Zeitzeichen: 150 Jahre Deutsche Katholikentage, 1848-1998

Zeitzeichen: 150 Jahre Deutsche Katholikentage, 1848-1998. Edited by Ulrich von Hehl and Friedrich Kronenberg. Mit einem Bildteil: "150 Jahre Katholikentage im Bild." (Paderborn: Ferdinand Schöningh. 1999. Pp. 252. 39.80 DM.)

The German Catholic Conference passed a milestone in 1998, commemorated in this fine collection of speeches, essays, photographs, and documents by a group of Germany's leading Catholic scholars. With nineteen separate contributions, including Bundespräsident Roman Herzog's speech at the sesquicentennial celebration in Frankfurt am Main, this volume provides a clear overview of the established historical consensus.

Between the opening laudatory speeches and the closing photographic collection and documents is a series of critical essays reflecting on the social history [End Page 757] of modern German Catholicism. Contributions from Hans Maier, Karl-Joseph Hummel, Heinz Hürten, and Ulrich von Hehl among others reach beyond a narrow study of the Catholic Conference to discuss the importance of the 1848 Revolution in German Catholic history, the ongoing struggle with the Zeitgeist and national identity, and historical periodization. Essays by Karl Gabriel and Monika Pankoke-Schenk examine the contemporary Catholic response to social welfare, women's rights, and human rights. Wilhelm Damberg provides a theological and historical analysis of the rise and fall of the Catholic milieu.
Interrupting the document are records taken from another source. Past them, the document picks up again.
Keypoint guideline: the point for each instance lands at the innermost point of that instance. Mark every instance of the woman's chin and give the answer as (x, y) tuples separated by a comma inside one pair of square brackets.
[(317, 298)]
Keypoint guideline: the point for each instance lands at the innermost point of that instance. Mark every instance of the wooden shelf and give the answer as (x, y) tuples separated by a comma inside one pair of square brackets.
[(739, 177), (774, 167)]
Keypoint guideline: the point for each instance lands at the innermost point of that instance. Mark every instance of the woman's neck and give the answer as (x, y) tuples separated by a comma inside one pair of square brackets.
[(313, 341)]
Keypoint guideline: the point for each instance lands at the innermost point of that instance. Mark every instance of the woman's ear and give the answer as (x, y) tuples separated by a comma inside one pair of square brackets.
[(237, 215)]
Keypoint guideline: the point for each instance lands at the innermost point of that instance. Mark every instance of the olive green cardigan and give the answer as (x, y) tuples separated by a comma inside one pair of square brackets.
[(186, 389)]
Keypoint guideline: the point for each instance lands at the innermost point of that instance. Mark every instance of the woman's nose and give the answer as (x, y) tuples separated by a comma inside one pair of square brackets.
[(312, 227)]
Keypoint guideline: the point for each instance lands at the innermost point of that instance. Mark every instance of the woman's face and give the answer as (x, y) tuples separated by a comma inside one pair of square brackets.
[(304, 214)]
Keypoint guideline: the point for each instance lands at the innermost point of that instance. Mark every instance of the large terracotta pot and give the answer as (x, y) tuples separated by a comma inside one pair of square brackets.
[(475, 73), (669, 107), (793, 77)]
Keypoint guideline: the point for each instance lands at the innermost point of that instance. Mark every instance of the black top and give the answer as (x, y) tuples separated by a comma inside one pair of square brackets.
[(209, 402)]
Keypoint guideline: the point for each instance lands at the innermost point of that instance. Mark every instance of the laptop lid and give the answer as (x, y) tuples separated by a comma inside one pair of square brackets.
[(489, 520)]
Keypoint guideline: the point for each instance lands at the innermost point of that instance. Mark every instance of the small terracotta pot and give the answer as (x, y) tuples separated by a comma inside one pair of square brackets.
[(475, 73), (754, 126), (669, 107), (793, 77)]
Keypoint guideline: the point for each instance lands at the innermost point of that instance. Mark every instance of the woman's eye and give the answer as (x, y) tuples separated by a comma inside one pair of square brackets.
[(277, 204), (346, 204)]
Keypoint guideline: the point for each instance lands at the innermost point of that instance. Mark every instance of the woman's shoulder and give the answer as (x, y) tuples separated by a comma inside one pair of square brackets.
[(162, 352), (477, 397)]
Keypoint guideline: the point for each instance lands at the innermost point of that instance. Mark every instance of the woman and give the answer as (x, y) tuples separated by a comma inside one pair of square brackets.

The final section includes four biographical essays: Adolf Birke on Bishop Wilhelm Emmanuel von Ketteler's social and political thought; Victor Conzemius on Robert Schuman and his personal relationship to German Catholicism and the Catholic Conference; Ursula Pruss on Margarete Sommer's work in Berlin during the Nazi Era and the 1950's; and Heinz Dietrich Thiel on Monsignor Johannes Zinke's service to East German Catholics through the Catholic Conference and Berlin's diocesan Caritas office. Unfortunately for the reader, the book includes only a short bibliography and the essays have no scholarly apparatus.

This collection is a fine tribute to the German Catholic Conference and a mirror of the present consensus in scholarship at established Catholic institutions. With its glossy photo section and lack of citations, the book may be intended for a broader audience in Germany. American scholars seeking a conspectus will benefit from the quality and selection of essays in this volume.